Open data environments developed by supranational entities are more useful if they are grounded in local realities, which usually provides useful data. "Data democratization can potentially break down boundaries if these technologies include diverse communities from the outset, which greatly enriches the scientific community," says Kaori Otsu. For example, during the implementation of EOSC, it is also expected to reflect the CARE (Collective Benefit, Authority to control, Responsibility, Ethics) principles, which uphold the rights that indigenous peoples have over their data.
And that’s not all; local research can contribute to European science and vice versa; it is a relationship that benefits both scales. For example, the AD4GD project, coordinated by CREAF, is testing a possible use for a data space dedicated to the objectives of the European Green Deal. To do so, they are collecting data on habitat connectivity coming from different origins, both local and European: data from the Global Biodiversity Information Facility, land cover maps, sensors and camera trapping, citizen science, government data, etc. Connectivity is one of the factors that most condition the dispersion of animals and plants throughout the territory and functions as an indicator of biodiversity. This information, therefore, can be critical for a town council to decide where to build a new road and equally essential for the European Parliament to evaluate the objectives of the new law on nature restoration.
The role of citizen science
The EOSC is preparing its digital environment to be able to integrate this type of research in a secure way that respects privacy.
Citizen science is the process of generating scientific knowledge with the volunteer participation of non-specialists and the support of professionals in the field. "We believe that citizen science can be fully scientific," states Kaori Otsu; "it is a type of research that generates a very powerful group force that contributes to generate knowledge". The EOSC is preparing its digital environment to be able to integrate this type of research in a secure way that respects the privacy of the people who generate it.
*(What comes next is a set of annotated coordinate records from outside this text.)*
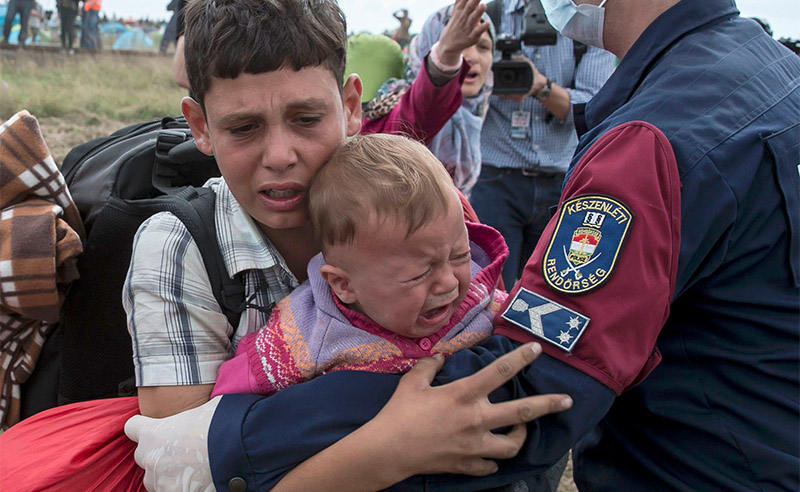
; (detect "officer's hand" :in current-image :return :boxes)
[125,396,222,492]
[366,343,572,476]
[498,56,547,102]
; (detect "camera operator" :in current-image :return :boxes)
[470,0,614,288]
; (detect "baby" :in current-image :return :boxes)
[212,134,508,396]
This integration is quite relevant because, for example, habitat connectivity indices mentioned above could be refined if they incorporated data from species observations in the territory, which could come from citizen science initiatives. CREAF, in fact, already participates in revolutionary projects such as Mosquito Alert, RitmeNatura, AlertaForestal or some of the services developed by the Cos4Cloud project.
The future of EOSC
The EOSC as a virtual open science space is an action promoted by the European Research Area (ERA) Policy Agenda, as are the Horizon Europe research and innovation program and the Coalition for Advancing Research Assessment (CoARA), an agreement that seeks to reform research assessment criteria and to which CREAF has also recently adhered.
The expert meeting in Thessaloniki in which Kaori Otsu participated revealed the challenges to be faced in the future to transform all EOSC needs into efficient technology. These include further work on data interoperability, the implementation of FAIR principles or the deployment of so-called persistent identifiers, which enable the generation of imperishable references for documents, files, and data sets, as is already done by the well-known DOIs.